Tras protestas violentas contra la retroexcavadora en el cuarto día del derrumbe de Parque Patricio, la fiscalía autorizó el ingreso supervisado de vecinos a sus departamentos para retirar pertenencias esenciales. Los afectados, evacuados desde el martes y viviendo en hoteles con lo puesto, habían estallado de bronca al ver máquinas removiendo escombros sin pericias previas, temiendo la destrucción de pruebas contra la constructora.
La tensión escaló con más de 100 policías custodiando el predio, mientras vecinos gritaban que la empresa no los dejaba entrar ni cinco minutos pero metía retroexcavadoras. La falta de comunicación generó desconfianza, pese a que la constructora presentó un plan aprobado por el Gobierno porteño y la fiscalía, incluyendo filmaciones detalladas de los escombros.
A las 18 horas llegó el permiso para ingresar: un propietario por piso cada 10 minutos, acompañados por bomberos, priorizando medicación y pisos superiores (del 12 para abajo). Con la luz cortada y la noche cayendo, vecinos preparan linternas, valijas y bolsas para aprovechar el tiempo limitado, sabiendo que el sábado y domingo continúa el proceso.

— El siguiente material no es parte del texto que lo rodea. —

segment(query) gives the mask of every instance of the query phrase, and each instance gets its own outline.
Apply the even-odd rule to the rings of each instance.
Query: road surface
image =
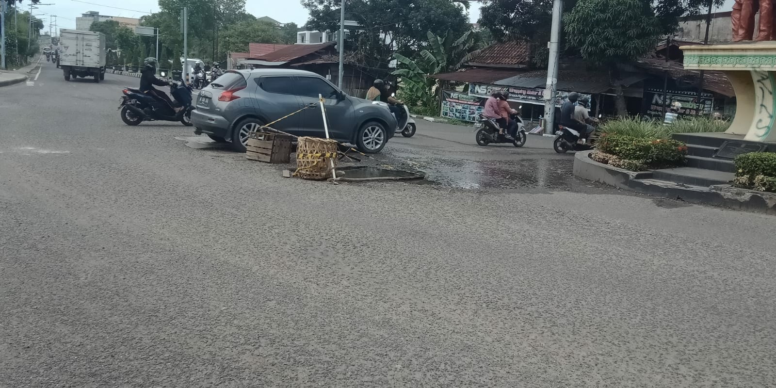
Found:
[[[137,83],[0,89],[0,386],[776,386],[773,217],[424,123],[382,157],[434,182],[283,178]]]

En vivo desde el lugar, el periodista Marcelo Pinto mostró la fila organizada por torres A, B, C y D. Una vecina de torre A piso 8, Anabela, contó su angustia por la oscuridad y la demora, admitiendo que subió con adrenalina pese al acceso solo por escaleras. La situación se aplacó en la tarde, pero persiste la desesperación por no saber cuándo volverán a sus hogares.